Enviada em 22/07/2021

Consequências da espetacularização da violência pela mídia brasileira

Na roma antiga, o coliseu era palco de entretenimento, no qual o espetáculo era a violência explícita. dessa forma, os cidadãos romanos, alimentados pela política do “pão e circo”, normatizavam as agressões e, logo, transformava em divertimento um problema real da cidade: a violência. Primeiramente, segundo estudo publicado pela “American Medical Association”, nos Estados Unidos, a exposição de crianças à violência na televisão pode acarretar no desenvolvimento de comportamento agressivo, principalmente, por conta delas apresentarem um baixo juízo de valor, e absorverem grande parte das informações que lhe são apresentadas. Assim, fica evidente a toxidade para a juventude dos noticiários que exploram a crueldade em troca de audiência, podendo afetar os nossos jovens. Deve-se pontuar, de início, que o sensacionalismo do jornal brasileiro decorre de posturas individuais, tendo em vista que sua atuação enaltece o interesse privado. As relações no mundo contemporâneo são fragilizadas, uma vez que os indivíduos priorizam o desenvolvimento pessoal em detrimento de ações coletivas. sob esse viés, a intencionalidade de empresas jornalísticas não é, somente, manter a população informada em tempo real, mas, sim, estar à frente dos seus concorrentes e garantir o máximo de audiência, o que irá permitir maior rentabilidade de anúncios.

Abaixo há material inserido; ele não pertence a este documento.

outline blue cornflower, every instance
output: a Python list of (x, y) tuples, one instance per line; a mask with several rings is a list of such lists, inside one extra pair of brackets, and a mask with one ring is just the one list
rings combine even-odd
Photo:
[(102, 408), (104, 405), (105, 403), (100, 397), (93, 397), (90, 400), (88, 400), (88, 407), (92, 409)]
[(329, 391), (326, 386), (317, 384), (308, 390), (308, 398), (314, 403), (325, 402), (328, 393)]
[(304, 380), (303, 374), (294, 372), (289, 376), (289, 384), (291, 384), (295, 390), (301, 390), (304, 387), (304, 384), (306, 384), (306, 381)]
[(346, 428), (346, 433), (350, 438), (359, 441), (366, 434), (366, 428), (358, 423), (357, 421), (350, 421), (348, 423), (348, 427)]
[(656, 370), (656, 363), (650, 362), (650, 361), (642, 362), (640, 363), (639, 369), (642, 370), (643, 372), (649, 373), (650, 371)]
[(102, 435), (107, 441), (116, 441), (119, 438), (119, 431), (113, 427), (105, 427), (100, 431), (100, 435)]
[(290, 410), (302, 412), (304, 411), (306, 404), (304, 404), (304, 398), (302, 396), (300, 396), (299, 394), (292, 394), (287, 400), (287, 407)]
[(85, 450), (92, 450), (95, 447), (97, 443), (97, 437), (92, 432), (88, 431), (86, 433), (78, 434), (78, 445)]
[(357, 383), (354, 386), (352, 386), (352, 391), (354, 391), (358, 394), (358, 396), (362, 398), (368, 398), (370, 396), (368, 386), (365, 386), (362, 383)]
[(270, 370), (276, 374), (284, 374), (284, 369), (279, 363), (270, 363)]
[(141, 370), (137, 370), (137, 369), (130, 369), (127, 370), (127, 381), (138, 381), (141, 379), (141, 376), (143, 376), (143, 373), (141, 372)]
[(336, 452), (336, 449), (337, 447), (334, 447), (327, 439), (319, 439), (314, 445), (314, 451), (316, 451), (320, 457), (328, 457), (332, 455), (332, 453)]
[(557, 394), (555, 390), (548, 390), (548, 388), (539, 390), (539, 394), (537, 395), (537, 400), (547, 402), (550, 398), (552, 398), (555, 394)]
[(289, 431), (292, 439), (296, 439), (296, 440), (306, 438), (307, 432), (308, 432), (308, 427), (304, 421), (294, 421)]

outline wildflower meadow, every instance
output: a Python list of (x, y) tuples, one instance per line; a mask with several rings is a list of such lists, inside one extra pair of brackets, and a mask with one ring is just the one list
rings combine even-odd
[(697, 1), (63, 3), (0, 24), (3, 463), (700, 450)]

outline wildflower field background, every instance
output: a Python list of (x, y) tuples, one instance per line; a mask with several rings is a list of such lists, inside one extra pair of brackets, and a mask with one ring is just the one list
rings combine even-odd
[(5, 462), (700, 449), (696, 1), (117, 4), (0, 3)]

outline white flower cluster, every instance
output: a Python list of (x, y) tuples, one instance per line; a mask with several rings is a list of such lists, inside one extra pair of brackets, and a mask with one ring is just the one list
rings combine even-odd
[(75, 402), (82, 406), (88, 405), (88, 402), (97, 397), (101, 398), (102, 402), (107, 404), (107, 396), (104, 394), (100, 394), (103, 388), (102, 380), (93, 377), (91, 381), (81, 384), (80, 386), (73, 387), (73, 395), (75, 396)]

É necessário, portanto, que o Estado atue para mudar esse cenário. Então, cabe ao Ministério da Propaganda proteger os jovens e as crianças, por meio de propagandas as quais conscientizem os pais a terem maior controle sobre o conteúdo assistido pelos filhos na televisão, com intuito de diminuir a exposição deles a violência. Além disso, cabe ao Ministério da Comunicação conter o excesso da valorização e exibição de notícias que exploram atos de brutalidade.